You currently appear to be engaged in an edit war according to the reverts you have made on 2003 Fiesta Bowl. Note that the three-revert rule prohibits making more than three reversions in a content dispute within a 24 hour period. Additionally, users who perform a large number of reversions in content disputes may be blocked for edit warring, even if they do not technically violate the three-revert rule. If you continue, you may be blocked from editing. Please do not repeatedly revert edits, but use the talk page to work towards wording and content that gains a consensus among editors. Lucid6191 (talk) 00:54, 14 December 2007 (UTC)[reply]

The Call

So, you still think it was a good call. After Referee Magazine and NASO defended it. After sportswriters defended it. After the Big XII Press Conference validated the call. http://www.youtube.com/watch?v=NMvjADmxhVw shows video evidence that it was a good call.

You're either a disgruntled Miami fan, or you're simply trolling Ohio State fans. Either way, Wikipedia is not the place for hearsay, bias, and homer drivel.
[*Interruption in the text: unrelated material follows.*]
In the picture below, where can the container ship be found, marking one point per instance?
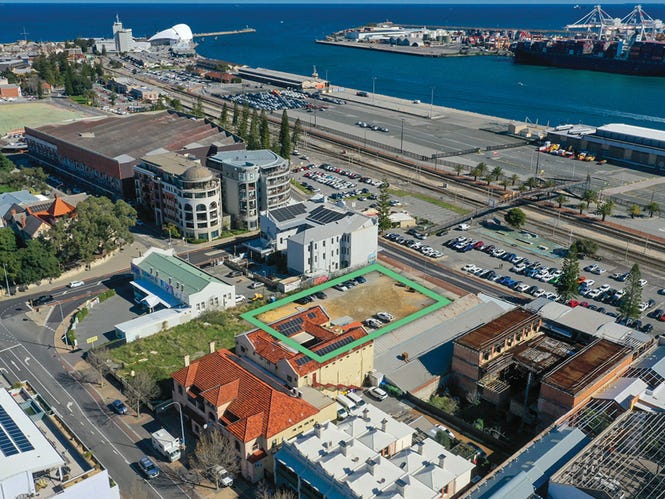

If you think an ESPN reporter or so-and-so blasted the call, offer a source. "Link or lies." I have sportswriters, organizations, sports officials, and video evidence on my side. What do you have? Your cousin said he heard from a friend that Terry Porter has an illegitimate daughter who goes to Ohio State? Give me a break. Stop seeking validation. Miami lost that game fair and square.